In my attempt at this question I have simplified as partial fractions, but they don't look right, and also after using binomial expansion to find the first four terms, my terms are incorrect.
• Sep 28th 2013, 02:59 AM
Bernana
Re: Rational expression and binomial expansion
Sorry guys, already solved it myself
• Sep 28th 2013, 04:11 AM
Prove It
Re: Rational expression and binomial expansion
Quote:

Originally Posted by Bernana
Find the first four terms of the series expansion for the rational expression: 2+x / (1+4x)(1-3x)

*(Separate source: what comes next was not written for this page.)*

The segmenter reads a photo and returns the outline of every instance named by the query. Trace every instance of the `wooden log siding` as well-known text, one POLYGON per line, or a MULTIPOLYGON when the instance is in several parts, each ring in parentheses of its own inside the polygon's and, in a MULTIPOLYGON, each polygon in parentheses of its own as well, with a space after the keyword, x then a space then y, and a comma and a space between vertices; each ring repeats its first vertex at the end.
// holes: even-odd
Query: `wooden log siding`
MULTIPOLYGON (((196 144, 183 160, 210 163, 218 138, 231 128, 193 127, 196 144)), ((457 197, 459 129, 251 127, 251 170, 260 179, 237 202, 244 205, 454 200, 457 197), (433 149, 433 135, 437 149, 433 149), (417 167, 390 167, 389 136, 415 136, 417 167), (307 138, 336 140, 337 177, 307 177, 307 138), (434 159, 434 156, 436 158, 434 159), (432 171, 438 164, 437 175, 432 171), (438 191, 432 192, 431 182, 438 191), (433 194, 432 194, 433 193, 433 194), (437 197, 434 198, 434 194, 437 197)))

In my attempt at this question I have simplified as partial fractions, but they don't look right, and also after using binomial expansion to find the first four terms, my terms are incorrect.

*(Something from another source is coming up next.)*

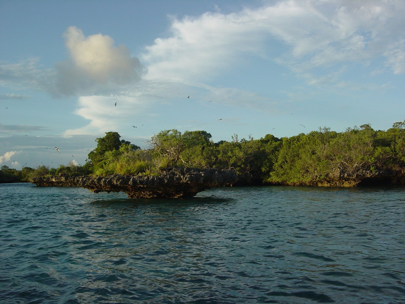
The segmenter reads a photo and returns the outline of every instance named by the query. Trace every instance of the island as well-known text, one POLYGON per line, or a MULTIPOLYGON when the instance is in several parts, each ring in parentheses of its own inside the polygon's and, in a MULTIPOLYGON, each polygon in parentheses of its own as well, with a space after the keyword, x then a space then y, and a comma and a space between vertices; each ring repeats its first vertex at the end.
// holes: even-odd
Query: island
POLYGON ((167 168, 159 175, 122 175, 41 176, 32 182, 40 186, 78 186, 94 193, 125 192, 134 198, 177 198, 195 196, 207 189, 232 185, 234 171, 213 169, 167 168))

Your approach seems fine. Attempting Partial Fractions:

\displaystyle \begin{align*} \frac{A}{1 + 4x} + \frac{B}{1 - 3x} &\equiv \frac{2 + x}{(1 + 4x)(1 - 3x)} \\ \frac{A(1 - 3x) + B(1 + 4x)}{(1 + 4x)(1 - 3x)} &\equiv \frac{2 + x}{(1 + 4x)(1 - 3x)} \\ A(1 - 3x) + B(1 + 4x) &\equiv 2 + x \end{align*}

Now let \displaystyle \begin{align*} x = \frac{1}{3} \end{align*} and we find \displaystyle \begin{align*} B\left[ 1 + 4 \left( \frac{1}{3} \right) \right] = 2 + \frac{1}{3} \implies \frac{7}{3}B = \frac{7}{3} \implies B = 1 \end{align*} and let \displaystyle \begin{align*} x = -\frac{1}{4} \end{align*} and we find \displaystyle \begin{align*} A \left[ 1 - 3 \left( -\frac{1}{4} \right) \right] = 2 - \frac{1}{4} \implies \frac{7}{4}A = \frac{7}{4} \implies A = 1 \end{align*}, we can then see

\displaystyle \begin{align*} \frac{2 + x}{(1 + 4x)(1 - 3x)} &= \frac{1}{1 + 4x} + \frac{1}{1 - 3x} \\ &= \frac{1}{1 - \left( -4x \right) } + \frac{1}{1 - 3x} \\ &= \sum_{m = 1}^{\infty} \left( -4x \right) ^m + \sum_{n = 1}^{\infty} \left( 3x \right) n \textrm{ if } |x| < \frac{1}{4} \textrm{ and } |x| < \frac{1}{3} \\ &= \sum_{n = 1}^{\infty} \left[ (-4x)^n + (3x)^n \right] \textrm{ if } |x| < \frac{1}{4} \end{align*}

So the first four terms will be \displaystyle \begin{align*} \left\{ -4x + 3x, (-4x)^2 + (3x)^2, (-4x)^3 + (3x)^3, (-4x)^4 + (3x)^4 \dots \right\} = \left\{ -x, 25x^2, -55x^3, 331x^4 \dots \right\} \end{align*}.